まさかわたし宛なんてとびっくりしていると、彼がばつの悪い顔をした。

「今まで音沙汰の無かった分、折角なら手土産の1つでもと思ってな。...貰ってくれないか?」

「ええ、勿論。また髪が伸びたら使うわね。」

今更贈り物の1つ渡されたってと思わないこともない。

でもMr.3からの贈り物が嬉しいのも事実で、胸の辺りがじわりと暖かくなる。

「さて、私はこれでお暇させていただくガネ。」

「...うん」

何だかんだで楽しかった時間が終わりを告げる。

夏祭りの終わりみたいな郷愁が胸へ広がっていって、何だかずきずきと苦しい。

「またいつか、時間が出来たら来るとしよう。
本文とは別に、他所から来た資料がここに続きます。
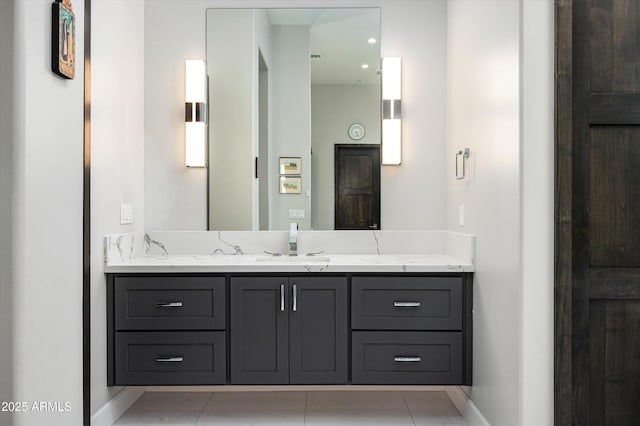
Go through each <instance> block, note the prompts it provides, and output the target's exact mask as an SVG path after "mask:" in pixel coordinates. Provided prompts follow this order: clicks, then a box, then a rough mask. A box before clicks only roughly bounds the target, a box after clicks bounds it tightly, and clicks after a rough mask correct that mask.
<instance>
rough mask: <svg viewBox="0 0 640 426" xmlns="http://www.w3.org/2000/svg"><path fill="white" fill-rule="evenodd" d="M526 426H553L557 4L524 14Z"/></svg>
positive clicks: (539, 3) (524, 256)
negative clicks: (554, 209)
mask: <svg viewBox="0 0 640 426" xmlns="http://www.w3.org/2000/svg"><path fill="white" fill-rule="evenodd" d="M521 19H522V39H521V67H522V71H521V76H522V80H521V89H520V90H521V95H522V98H521V102H520V108H521V114H522V126H521V129H520V131H521V142H520V147H521V148H520V149H521V154H520V172H521V187H520V192H521V197H522V199H521V212H522V223H521V241H520V244H521V250H522V270H521V277H522V291H521V300H520V303H521V306H522V313H521V318H522V320H521V334H520V335H521V338H520V339H521V343H520V369H521V371H520V383H521V386H522V394H521V396H520V397H521V402H520V405H521V411H520V425H522V426H537V425H551V424H553V261H554V241H553V225H554V224H553V194H554V189H553V173H554V170H553V152H554V143H553V140H554V134H553V126H554V117H553V111H554V104H553V88H554V80H553V75H554V45H553V43H554V5H553V2H552V1H546V0H523V1H522V9H521Z"/></svg>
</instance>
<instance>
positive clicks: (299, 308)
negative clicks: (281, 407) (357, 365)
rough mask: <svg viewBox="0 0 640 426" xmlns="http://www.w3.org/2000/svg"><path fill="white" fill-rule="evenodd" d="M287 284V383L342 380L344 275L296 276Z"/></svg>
mask: <svg viewBox="0 0 640 426" xmlns="http://www.w3.org/2000/svg"><path fill="white" fill-rule="evenodd" d="M289 284H290V287H291V292H292V304H291V306H290V308H291V311H290V323H289V324H290V343H289V344H290V355H289V359H290V360H291V365H290V383H291V384H346V383H347V371H348V370H347V367H348V352H347V337H348V333H347V327H348V323H347V279H346V277H296V278H290V279H289ZM294 300H295V305H294V304H293V301H294Z"/></svg>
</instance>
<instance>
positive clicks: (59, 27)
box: [51, 0, 76, 80]
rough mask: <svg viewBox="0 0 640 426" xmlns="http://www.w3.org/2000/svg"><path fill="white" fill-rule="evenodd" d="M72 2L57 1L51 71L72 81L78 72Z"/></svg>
mask: <svg viewBox="0 0 640 426" xmlns="http://www.w3.org/2000/svg"><path fill="white" fill-rule="evenodd" d="M71 7H72V6H71V0H55V1H54V2H53V4H52V17H51V24H52V28H51V70H52V71H53V72H54V73H56V74H58V75H59V76H60V77H62V78H66V79H69V80H72V79H73V78H74V77H75V70H76V17H75V15H74V14H73V10H72V9H71Z"/></svg>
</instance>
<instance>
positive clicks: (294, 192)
mask: <svg viewBox="0 0 640 426" xmlns="http://www.w3.org/2000/svg"><path fill="white" fill-rule="evenodd" d="M280 193H281V194H302V178H301V177H300V176H296V177H288V176H280Z"/></svg>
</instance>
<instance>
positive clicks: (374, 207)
mask: <svg viewBox="0 0 640 426" xmlns="http://www.w3.org/2000/svg"><path fill="white" fill-rule="evenodd" d="M335 175H336V176H335V186H336V187H335V229H380V145H336V146H335Z"/></svg>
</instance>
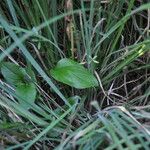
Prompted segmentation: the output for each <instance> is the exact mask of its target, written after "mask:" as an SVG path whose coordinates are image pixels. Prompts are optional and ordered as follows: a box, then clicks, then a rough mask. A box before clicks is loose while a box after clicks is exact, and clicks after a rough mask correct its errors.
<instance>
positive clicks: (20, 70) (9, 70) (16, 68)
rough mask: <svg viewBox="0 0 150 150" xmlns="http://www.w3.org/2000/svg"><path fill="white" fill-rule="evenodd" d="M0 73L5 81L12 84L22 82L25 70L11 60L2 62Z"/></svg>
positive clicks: (10, 83) (23, 68) (16, 83)
mask: <svg viewBox="0 0 150 150" xmlns="http://www.w3.org/2000/svg"><path fill="white" fill-rule="evenodd" d="M1 73H2V75H3V76H4V78H5V79H6V81H7V82H8V83H10V84H12V85H17V84H19V83H20V82H23V80H24V76H25V75H26V71H25V69H24V68H22V67H20V66H17V65H16V64H14V63H11V62H4V63H2V66H1Z"/></svg>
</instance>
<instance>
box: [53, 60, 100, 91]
mask: <svg viewBox="0 0 150 150" xmlns="http://www.w3.org/2000/svg"><path fill="white" fill-rule="evenodd" d="M50 73H51V76H52V77H53V78H54V79H56V80H57V81H60V82H62V83H64V84H67V85H70V86H72V87H75V88H77V89H84V88H90V87H95V86H98V81H97V80H96V78H95V77H94V76H93V75H92V74H91V73H90V72H89V71H88V70H87V69H85V68H84V67H83V66H82V65H81V64H79V63H77V62H75V61H73V60H71V59H67V58H64V59H61V60H60V61H59V62H58V63H57V65H56V67H55V68H54V69H52V70H51V71H50Z"/></svg>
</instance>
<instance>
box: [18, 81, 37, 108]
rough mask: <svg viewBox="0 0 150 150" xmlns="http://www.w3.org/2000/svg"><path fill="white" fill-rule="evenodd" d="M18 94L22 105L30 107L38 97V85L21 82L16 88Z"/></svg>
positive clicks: (30, 83)
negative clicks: (37, 95)
mask: <svg viewBox="0 0 150 150" xmlns="http://www.w3.org/2000/svg"><path fill="white" fill-rule="evenodd" d="M16 95H17V96H18V97H19V98H20V99H18V101H19V103H20V105H21V106H22V107H24V108H27V109H28V108H30V107H31V105H33V104H34V101H35V98H36V87H35V85H34V84H33V83H28V84H27V83H21V84H19V85H18V86H17V88H16Z"/></svg>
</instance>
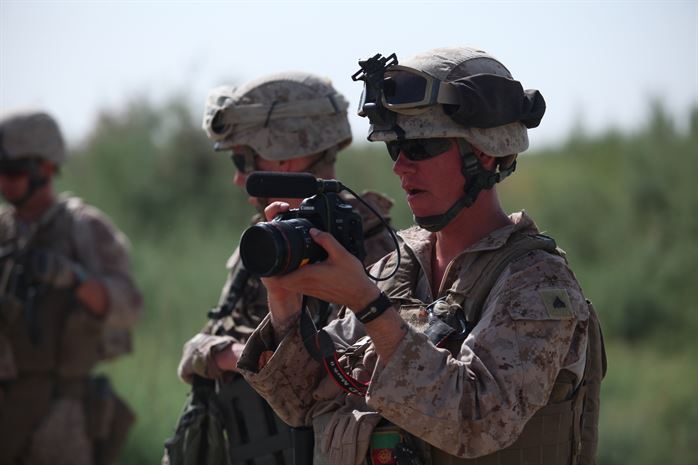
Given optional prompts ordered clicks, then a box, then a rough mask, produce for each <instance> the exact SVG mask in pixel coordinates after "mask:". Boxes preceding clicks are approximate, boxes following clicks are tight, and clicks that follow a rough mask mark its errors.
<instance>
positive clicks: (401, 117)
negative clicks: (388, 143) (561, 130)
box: [368, 47, 528, 157]
mask: <svg viewBox="0 0 698 465" xmlns="http://www.w3.org/2000/svg"><path fill="white" fill-rule="evenodd" d="M400 65H402V66H403V67H409V68H413V69H416V70H418V71H421V72H424V73H426V74H429V75H431V76H433V77H435V78H437V79H439V80H441V81H444V82H451V81H455V80H457V79H461V78H465V77H468V76H473V75H475V74H480V73H486V74H495V75H498V76H504V77H507V78H511V77H512V76H511V73H510V72H509V70H508V69H507V68H506V67H505V66H504V65H503V64H502V63H501V62H499V60H497V59H496V58H494V57H493V56H491V55H489V54H488V53H486V52H483V51H482V50H477V49H474V48H469V47H450V48H436V49H433V50H429V51H426V52H424V53H420V54H418V55H416V56H414V57H412V58H410V59H408V60H405V61H404V62H403V61H401V62H400ZM395 122H396V124H397V125H398V126H399V127H400V128H402V130H403V131H404V132H405V134H404V137H405V138H406V139H426V138H448V137H458V138H460V137H462V138H464V139H465V140H467V141H468V142H469V143H470V144H472V145H473V146H475V147H477V148H478V149H480V150H481V151H483V152H485V153H486V154H488V155H492V156H494V157H506V156H509V155H513V154H518V153H521V152H523V151H525V150H526V149H527V148H528V131H527V129H526V126H524V124H522V123H521V122H518V121H516V122H513V123H509V124H505V125H502V126H497V127H493V128H475V127H464V126H463V125H461V124H458V123H456V122H455V121H454V120H453V119H452V118H451V117H450V116H448V115H447V114H446V113H445V112H444V109H443V105H432V106H430V107H426V108H424V109H423V111H421V112H418V113H417V114H400V113H398V114H396V121H395ZM368 138H369V140H370V141H385V142H389V141H393V140H397V138H398V135H397V133H396V132H395V131H376V130H374V131H372V132H370V134H369V137H368Z"/></svg>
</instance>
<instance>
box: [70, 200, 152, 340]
mask: <svg viewBox="0 0 698 465" xmlns="http://www.w3.org/2000/svg"><path fill="white" fill-rule="evenodd" d="M76 213H77V214H76V217H75V221H76V235H78V236H79V237H78V238H77V242H78V244H79V251H78V254H79V260H80V261H81V264H82V265H83V266H84V267H85V269H86V270H87V273H88V277H96V278H97V279H99V280H100V281H101V282H102V283H103V284H104V286H105V287H106V289H107V295H108V298H109V306H108V308H107V316H106V319H105V323H106V324H107V325H108V326H111V327H114V328H119V329H130V328H132V327H133V326H134V325H135V323H136V321H137V319H138V317H139V316H140V313H141V311H142V306H143V303H142V298H141V294H140V292H139V290H138V289H137V288H136V285H135V283H134V281H133V279H132V277H131V271H130V262H129V256H128V253H129V248H130V244H129V242H128V239H127V238H126V236H125V235H124V234H123V233H122V232H121V231H119V230H118V229H117V228H116V227H115V226H114V225H113V224H112V222H111V221H110V220H109V219H108V218H107V217H106V216H105V215H104V214H103V213H101V212H100V211H99V210H97V209H96V208H94V207H90V206H87V205H83V206H82V207H81V208H80V209H79V210H77V212H76Z"/></svg>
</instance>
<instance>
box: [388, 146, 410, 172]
mask: <svg viewBox="0 0 698 465" xmlns="http://www.w3.org/2000/svg"><path fill="white" fill-rule="evenodd" d="M414 170H415V163H414V162H413V161H412V160H410V159H409V158H407V157H406V156H405V154H404V153H403V152H402V150H401V151H400V153H399V154H398V157H397V160H395V162H394V163H393V173H395V174H400V173H405V172H411V171H414Z"/></svg>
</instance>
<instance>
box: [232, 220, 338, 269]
mask: <svg viewBox="0 0 698 465" xmlns="http://www.w3.org/2000/svg"><path fill="white" fill-rule="evenodd" d="M313 227H315V225H314V224H313V223H311V222H310V221H308V220H306V219H303V218H293V219H289V220H282V221H270V222H267V223H259V224H256V225H254V226H251V227H249V228H247V230H246V231H245V232H244V233H243V234H242V237H241V238H240V258H241V259H242V263H243V264H244V265H245V268H247V269H248V270H249V271H250V272H251V273H254V274H256V275H259V276H277V275H282V274H286V273H290V272H291V271H293V270H295V269H297V268H299V267H301V266H303V265H305V264H308V263H314V262H317V261H319V260H324V259H325V258H327V253H326V252H325V250H324V249H323V248H322V247H320V246H319V245H317V244H316V243H315V242H314V241H313V240H312V238H311V237H310V228H313Z"/></svg>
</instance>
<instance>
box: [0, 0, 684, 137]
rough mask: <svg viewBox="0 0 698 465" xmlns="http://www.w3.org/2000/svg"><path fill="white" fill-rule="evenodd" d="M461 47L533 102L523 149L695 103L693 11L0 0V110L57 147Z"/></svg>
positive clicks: (233, 3) (286, 4)
mask: <svg viewBox="0 0 698 465" xmlns="http://www.w3.org/2000/svg"><path fill="white" fill-rule="evenodd" d="M454 45H471V46H477V47H479V48H481V49H483V50H486V51H488V52H490V53H491V54H493V55H495V56H496V57H497V58H499V59H500V60H501V61H502V62H503V63H504V64H505V65H506V66H507V67H508V68H509V69H510V70H511V71H512V74H513V75H514V77H515V78H516V79H518V80H519V81H521V82H522V84H523V86H524V88H537V89H539V90H540V91H541V92H542V93H543V96H544V97H545V99H546V101H547V103H548V111H547V114H546V116H545V118H544V119H543V121H542V123H541V126H540V127H539V128H538V129H535V130H533V131H531V143H532V146H534V147H535V146H536V145H538V146H540V145H541V144H545V143H549V142H554V141H556V140H559V139H560V138H562V137H564V136H566V135H567V134H568V133H569V131H570V129H571V128H572V127H574V126H575V125H576V124H577V123H579V122H581V123H582V124H583V125H584V127H586V128H588V129H589V130H590V131H599V130H602V129H603V128H604V127H607V126H609V125H611V126H615V127H620V128H634V127H637V126H638V125H639V124H640V123H641V122H643V121H644V120H645V118H646V115H647V113H648V108H649V102H650V101H651V98H652V97H655V98H657V99H660V100H661V101H662V102H664V103H665V106H666V107H667V108H668V109H669V110H670V111H671V113H672V114H675V115H677V116H679V117H685V115H686V114H687V110H688V108H689V107H690V106H691V105H695V104H696V102H698V1H697V0H693V1H673V2H672V1H661V2H640V1H635V2H632V1H623V2H618V1H616V2H613V1H597V2H557V1H540V2H513V1H507V2H501V1H499V2H498V1H489V2H458V1H449V2H443V1H442V2H438V1H433V2H404V1H403V2H379V1H362V2H311V1H306V2H290V1H286V2H282V1H274V2H270V1H259V0H258V1H254V2H222V1H217V2H211V1H209V2H205V1H200V2H193V1H188V2H183V1H178V2H160V1H111V2H102V1H70V2H68V1H29V0H23V1H14V0H0V107H1V108H2V109H5V108H8V107H15V106H25V105H34V106H42V107H44V108H46V109H48V110H49V111H50V112H51V113H53V114H54V115H55V116H56V117H57V118H58V119H59V121H60V122H61V125H62V127H63V129H64V131H65V132H66V134H67V136H68V138H69V140H70V141H71V142H78V141H80V140H81V138H83V137H84V136H85V135H86V133H87V131H89V129H90V128H91V127H92V125H93V124H94V121H95V116H96V115H97V113H98V112H99V110H101V109H118V108H120V107H122V106H123V104H124V103H125V102H126V101H128V100H129V99H131V98H134V97H137V96H141V95H142V96H147V97H148V98H151V99H152V100H153V101H155V102H159V101H162V99H164V98H166V97H167V96H170V95H172V94H173V93H175V92H179V93H184V94H185V95H186V96H187V99H188V100H189V101H190V102H191V105H192V108H194V109H195V111H196V113H197V114H199V113H200V112H201V111H202V109H203V102H204V99H205V97H206V94H207V91H208V90H209V89H210V88H211V87H214V86H217V85H220V84H235V83H237V84H240V83H242V82H244V81H246V80H250V79H253V78H256V77H258V76H260V75H262V74H267V73H272V72H277V71H283V70H306V71H311V72H315V73H318V74H321V75H325V76H328V77H330V78H331V79H332V81H333V82H334V84H335V86H336V87H337V89H338V90H339V91H340V92H342V93H344V94H345V95H346V96H347V98H348V99H349V100H350V101H351V102H352V105H351V107H350V112H351V113H352V120H351V122H352V126H353V130H354V134H355V140H365V137H366V129H367V127H368V123H367V122H366V121H365V120H364V119H361V118H359V117H357V116H355V115H354V114H355V112H356V103H357V101H358V98H359V94H360V91H361V86H360V85H359V84H357V83H354V82H352V81H351V79H350V75H351V74H352V73H354V71H356V70H357V69H358V66H357V60H358V59H359V58H363V57H368V56H371V55H373V54H375V53H377V52H380V53H383V54H384V55H386V54H390V53H392V52H396V53H397V56H398V58H407V57H408V56H410V55H412V54H413V53H416V52H420V51H424V50H427V49H430V48H434V47H439V46H454Z"/></svg>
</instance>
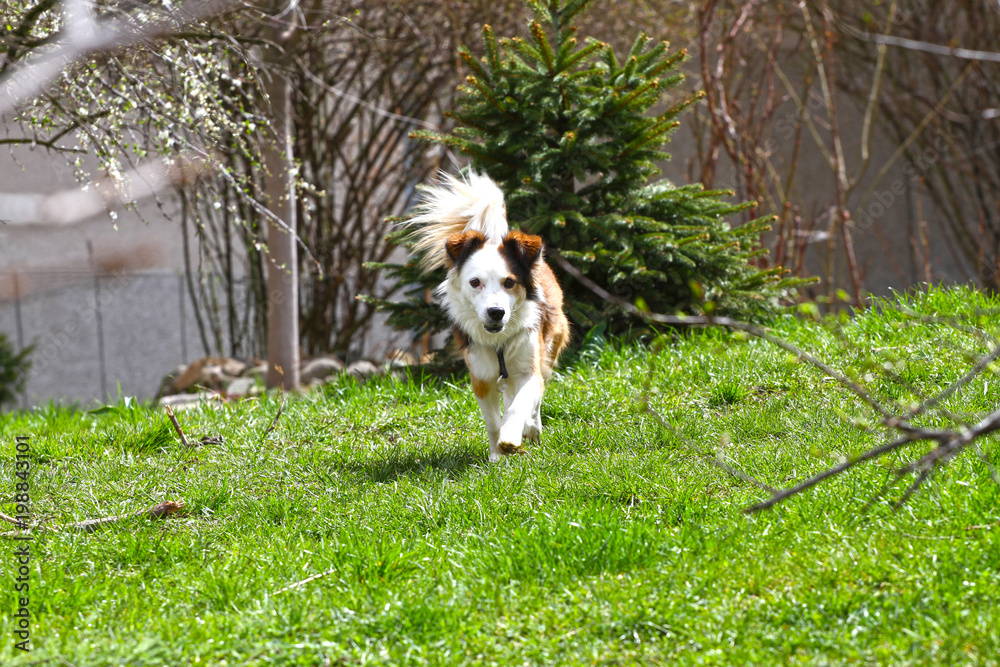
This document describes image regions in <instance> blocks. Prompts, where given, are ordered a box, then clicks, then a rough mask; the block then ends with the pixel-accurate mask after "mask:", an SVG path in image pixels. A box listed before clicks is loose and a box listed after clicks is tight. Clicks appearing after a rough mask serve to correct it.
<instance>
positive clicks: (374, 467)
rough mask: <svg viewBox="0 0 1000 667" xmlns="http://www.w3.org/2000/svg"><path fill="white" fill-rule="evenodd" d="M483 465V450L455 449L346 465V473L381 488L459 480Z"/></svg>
mask: <svg viewBox="0 0 1000 667" xmlns="http://www.w3.org/2000/svg"><path fill="white" fill-rule="evenodd" d="M484 463H486V447H485V446H484V447H483V448H482V451H474V450H472V449H456V450H449V451H427V452H407V453H399V454H395V453H393V454H388V455H386V456H383V457H379V458H377V459H373V460H369V461H363V462H358V463H353V462H352V463H348V464H347V466H346V469H347V470H348V471H350V472H351V473H354V474H355V475H356V476H357V477H358V478H359V481H365V482H374V483H377V484H384V483H386V482H393V481H395V480H397V479H401V478H413V479H419V478H421V477H425V476H428V475H431V476H435V477H437V476H440V474H441V473H444V474H446V475H447V476H448V477H451V478H456V479H457V478H459V477H461V476H462V475H464V474H465V472H466V471H467V470H468V469H469V468H471V467H473V466H478V465H482V464H484Z"/></svg>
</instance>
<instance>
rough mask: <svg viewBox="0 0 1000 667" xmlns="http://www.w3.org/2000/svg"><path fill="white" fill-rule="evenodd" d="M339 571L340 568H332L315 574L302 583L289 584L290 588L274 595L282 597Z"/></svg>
mask: <svg viewBox="0 0 1000 667" xmlns="http://www.w3.org/2000/svg"><path fill="white" fill-rule="evenodd" d="M337 569H338V568H332V569H330V570H327V571H326V572H320V573H319V574H314V575H312V576H309V577H306V578H305V579H303V580H302V581H296V582H295V583H294V584H289V585H288V586H285V587H284V588H282V589H279V590H277V591H275V592H274V595H281V594H282V593H284V592H286V591H290V590H292V589H294V588H301V587H302V586H305V585H306V584H308V583H309V582H310V581H316V580H317V579H322V578H323V577H325V576H327V575H330V574H333V573H334V572H336V571H337Z"/></svg>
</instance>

」

「ふふ、あなたらしい。事前連絡してくれるならいつでも良いのよ。」

「あ、あの、Mr.3。」

「うん?」

少し優しげな笑顔が真っ直ぐ見られなくて、まるで大人に恋をする少しませた子どものようにちらちらと彼に視線を送りながら呟く。

「...また、会える?」

「君が望むなら。」


彼の乗った船はもうきっと帰路についているんだろう。

深夜なのに心臓が煩くて、まだ暫く眠れる気がしない。

───わたしがあの日抑えつけた感情は恋でも愛でも無いんだろうけど、でも今の一瞬だけ封を解いたそれに溺れたい。

心臓よ早く落ち着いてと願いながら、言いようのない感情を昇華するためにベッドから抜け出てイーゼルに向かった。